Huayra engineers are confident the car will now pass US safety checks
Pagani's new Huayra has taken a last-minute sidestep around homologation problems threatening to turn it into a track-day special.
Already postponed despite being shown
at exclusive events to customers around the world, the AMG V12-powered Huayra has struggled to meet stringent US crash and emissions standards.
Pagani officials confirmed the low-volume, independently owned Italian supercar maker, famed for its original Zonda range, had hoped to qualify for homologation on its technical and engineering data alone, but fell foul of the same ruling that caught out Lotus's Evora.
It has now re-engineered the Huayra's crash behaviour to include the two-stage passenger air bags demanded by the US government and, it believes, has cleared the final hurdle to sell cars in what it sees as its most lucrative market.
"They will often accept your engineering data for your first car, which they did with the Zonda, but they will want to see you meet everything for a second one, and that's what's happened here," observed one industry source close to the issue.
Another key Pagani supplier confirmed the same thing, insisting: "In US homologation, you get one free hit but they make you pass everything the second time, which Lotus also found out."
The company's founder, Horatio Pagani, has a wealth of experience in carbon-fibre and the Huayra has a monocoque chassis made from a carbon-fibre and titanium weave, but it breaks further from supercar tradition by using carbon-fibre subframes at the rear to hold the engine and also at the front to act as an energy-absorbing crash structure.
Besides crash homologation, the other US homologation issue the Huayra has is its emissions, which sources have said has failed NOx tests.
The dry-sumped V12, prepared to Pagani specifications by AMG to have 690hp of power and 1,000Nm of torque from its 6.0L capacity, has not met the test limits despite being engineered with them in mind by Mercedes-Benz's performance offshoot. "From our point of view, the problem is that the show car is also the homologation car, and it gets fired up for customers, then driven a handful of metres to show them it runs, then it gets driven back again, 10 or 20 metres at a time," an AMG source confirmed.

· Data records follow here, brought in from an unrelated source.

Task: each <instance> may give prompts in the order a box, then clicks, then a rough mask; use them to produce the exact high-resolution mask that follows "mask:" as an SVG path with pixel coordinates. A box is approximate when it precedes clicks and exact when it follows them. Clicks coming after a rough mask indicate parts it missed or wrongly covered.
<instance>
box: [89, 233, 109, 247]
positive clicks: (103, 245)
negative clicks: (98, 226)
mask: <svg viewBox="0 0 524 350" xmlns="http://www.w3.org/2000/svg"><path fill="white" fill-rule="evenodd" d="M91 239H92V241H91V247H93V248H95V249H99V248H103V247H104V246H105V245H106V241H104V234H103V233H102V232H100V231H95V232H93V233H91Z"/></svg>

"That being done repeatedly has fatally poisoned the catalyst on the test car, so it won't pass emissions regulations. That's easy to fix, though. They just fit it with a new engine."
The rear-wheel-drive supercar runs an XTrac gearbox and weighs a claimed 1,350kg, with 0-to-100kph times said to be in the sub-three second range.
It is due to go on sale in spring next year priced at about Dh4.8 million.